10% do PIB PARA EDUCAÇÃO

 

 
Valdemir Pires.

 

Perdoem-me os que estão comemorando, mas, neste 1/4 de século em que atuo como professor, não vejo mais do que demagogia e falta de conhecimento da situação educacional na proposta de “irrigar” o setor educacional com mais dinheiro público.

 

Não há recurso financeiro que possa modificar o quase-menosprezo mútuo que foi se acumulando nas relações professores-alunos, tornando-os quase-inimigos hoje em dia.

Não há grana que possa tapar o buraco profundo cavado pela subordinação da escola quase que exclusivamente à busca de emprego (da parte dos alunos) e de avanços tecnológicos altamente lucrativos (da parte dos atores que, indevidamente, assumiram, por meio de “laranjas” ilustrados, o controle de parte significativa das verbas disponíveis).

Não há moeda que possa promover o resgate de instituições e práticas pedagógicas cujas características defasadas em relação à cultura, à economia e à sociedade aceleradamente mutantes são nostalgicamente defendidas pelos indivíduos, acriticamente, sem perceber as contradições estruturais e conjunturais envolvidas.

Dinheiro pode melhorar infraestrutura?
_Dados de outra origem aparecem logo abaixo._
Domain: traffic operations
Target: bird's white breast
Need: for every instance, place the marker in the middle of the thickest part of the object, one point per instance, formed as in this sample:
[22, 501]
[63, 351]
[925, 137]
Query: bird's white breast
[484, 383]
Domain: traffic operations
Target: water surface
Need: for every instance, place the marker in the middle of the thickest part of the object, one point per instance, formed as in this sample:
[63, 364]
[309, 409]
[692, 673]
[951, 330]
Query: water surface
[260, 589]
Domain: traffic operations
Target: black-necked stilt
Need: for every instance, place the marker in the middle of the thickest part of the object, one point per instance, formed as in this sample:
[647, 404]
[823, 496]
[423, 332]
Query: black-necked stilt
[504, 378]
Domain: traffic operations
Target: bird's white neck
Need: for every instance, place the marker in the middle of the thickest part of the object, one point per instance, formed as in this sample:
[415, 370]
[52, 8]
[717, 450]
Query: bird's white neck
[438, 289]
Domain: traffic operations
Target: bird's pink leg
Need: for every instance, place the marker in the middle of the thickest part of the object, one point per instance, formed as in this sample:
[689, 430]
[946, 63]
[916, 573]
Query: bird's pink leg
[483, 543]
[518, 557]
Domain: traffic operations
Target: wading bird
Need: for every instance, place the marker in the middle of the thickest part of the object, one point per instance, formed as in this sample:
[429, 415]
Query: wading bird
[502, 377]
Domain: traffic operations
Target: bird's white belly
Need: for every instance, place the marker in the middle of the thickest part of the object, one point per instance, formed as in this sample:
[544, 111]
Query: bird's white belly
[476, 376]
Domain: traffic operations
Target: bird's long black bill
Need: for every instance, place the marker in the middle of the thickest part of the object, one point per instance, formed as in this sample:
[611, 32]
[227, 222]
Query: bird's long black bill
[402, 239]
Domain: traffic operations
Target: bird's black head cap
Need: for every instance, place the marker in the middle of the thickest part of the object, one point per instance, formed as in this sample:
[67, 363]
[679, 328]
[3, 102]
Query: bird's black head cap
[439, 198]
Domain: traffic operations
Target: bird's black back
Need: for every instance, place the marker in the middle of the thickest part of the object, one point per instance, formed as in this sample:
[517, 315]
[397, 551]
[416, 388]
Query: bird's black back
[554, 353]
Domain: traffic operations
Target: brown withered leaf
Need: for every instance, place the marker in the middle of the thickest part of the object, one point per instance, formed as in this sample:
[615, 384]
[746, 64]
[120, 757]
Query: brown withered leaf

Sim. Pode levar à remuneração mais digna dos professores? Sim. Pode viabilizar à melhora da capacitação dos agentes e gestores educacionais? Sim. Mas isto, só, não basta, embora ajude. Qual o papel que a educação formal ainda joga na sociedade atual? Para cumprir este papel, que projetos educacionais (nacionais, estaduais, municipais e em cada unidade educacional) são necessários? Qual deve ser o perfil dos professores? E dos alunos? O que é necessário fazer, e onde, para que alunos e professores adquiram o perfil próximo do ideal para, ao se relacionarem, produzirem as transformações esperadas das trajetórias formativas? Até que ponto a Educação pode auxiliar a sociedade a suprir suas necessidades de capacitação para os fazeres e de difusão de valores para a convivência?

Educação rima com chavão, mas só rima, não combina. É preciso debater seriamente e com compromisso. Mas parece que já não sabemos discutir e esquecemos o que é compromisso.

Desculpem-me pela acidez, inevitável diante de tanto alarde otimista, quando, quotidianamente o que se vê são retrocessos inimagináveis há uma década.

Cristiano Bodart

Doutor em Sociologia pela Universidade de São Paulo (USP), professor do Centro de Educação e do Programa de Pós-Graduação em Sociologia da Universidade Federal de Alagoas (Ufal). Pesquisador do tema "ensino de Sociologia". Autor de livros e artigos científicos.

4 Comments

  1. Penso isso desde que comecei a ouvir e ver o chavão "10% do PIB para educação" em todo tipo de manifestações… ajuda, mas a escola (principalmente a pública) está muito aquém da nosso realidade. Ousaria dizer que nossa escola está presa na modernidade numa sociedade já pós-moderna, mas não tenho cabedal teórico o bastante para defender o conceito de pós-modernidade, essa é uma opinião pessoal e um tanto leiga.
    Gostei do texto. Abraço.

  2. O pior é detectar as falhas e não saber o que fazer nem o que mudar. Temos uma infeliz herança daqueles que nos mandaram calar a boca.

  3. Antes o dinheiro ir para a educação, mesmo que não baste, do que ir para as mãos de banqueiros, por isso, temos que COMEMORAR SIM!!! Concordo em partes com as palavras do Valdemir Pires, em partes, pois, elas flertão com o discurso neoliberal, talvez pelo momento, talvez por um certo ressentimento pela euforia dos que lutaram e comemoram, talvez pela sua aproximação política com um determinado partido.

    Resumindo: a comemoração é MUITO válida e agora cabe lutarmos para melhor utilização possível desse valor! Haja vista, que se isso não basta, já um grande passo: " Dinheiro pode melhorar infraestrutura? Sim. Pode levar à remuneração mais digna dos professores? Sim. Pode viabilizar à melhora da capacitação dos agentes e gestores educacionais? Sim." OU Alguém dúvida?